Set in London, it explores family relationships in a post-pandemic world — namely, housewife Pansy, played by Marianne Jean-Baptiste, an unhappy, angry woman. Agoraphobic, hypochondriac and paranoid about animals, birds, insects, plants and flowers, she is confrontational with everyone, especially her plumber husband, Curtley (David Webber) and their stay-at-home unemployed adult son, Moses (Tuwaine Barrett).

“You couldn’t make a film like Hard Truths without the most fantastic, brilliant actors. All the actors that I work with are character actors. They’re actors who don’t just play themselves, don’t just perform their own narcissism.

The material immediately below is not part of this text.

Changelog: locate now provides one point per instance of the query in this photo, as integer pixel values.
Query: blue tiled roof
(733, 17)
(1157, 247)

They actually are really good and passionate about making characters that are like real people out there in the street,” says the 81-year-old director, who was in feisty form at San Sebastian, the first time he has ever competed at this elegant festival.

Having previously directed Marianne Jean-Baptiste to a Best Supporting Actress Oscar nomination for her role in his 1996 film Secrets & Lies, he says of their latest collaboration, “We develop the character together, but if I started from the premise of the idea of the kind of person that Pansy is, and I found an actress who was like Pansy, it would be a nightmare, and we’d never make the film.

“But the thing is, that Marianne has got a great sense of humour and is a very generous, open, and passionate person who is able to create somebody like Pansy with total accuracy – but she is not Pansy.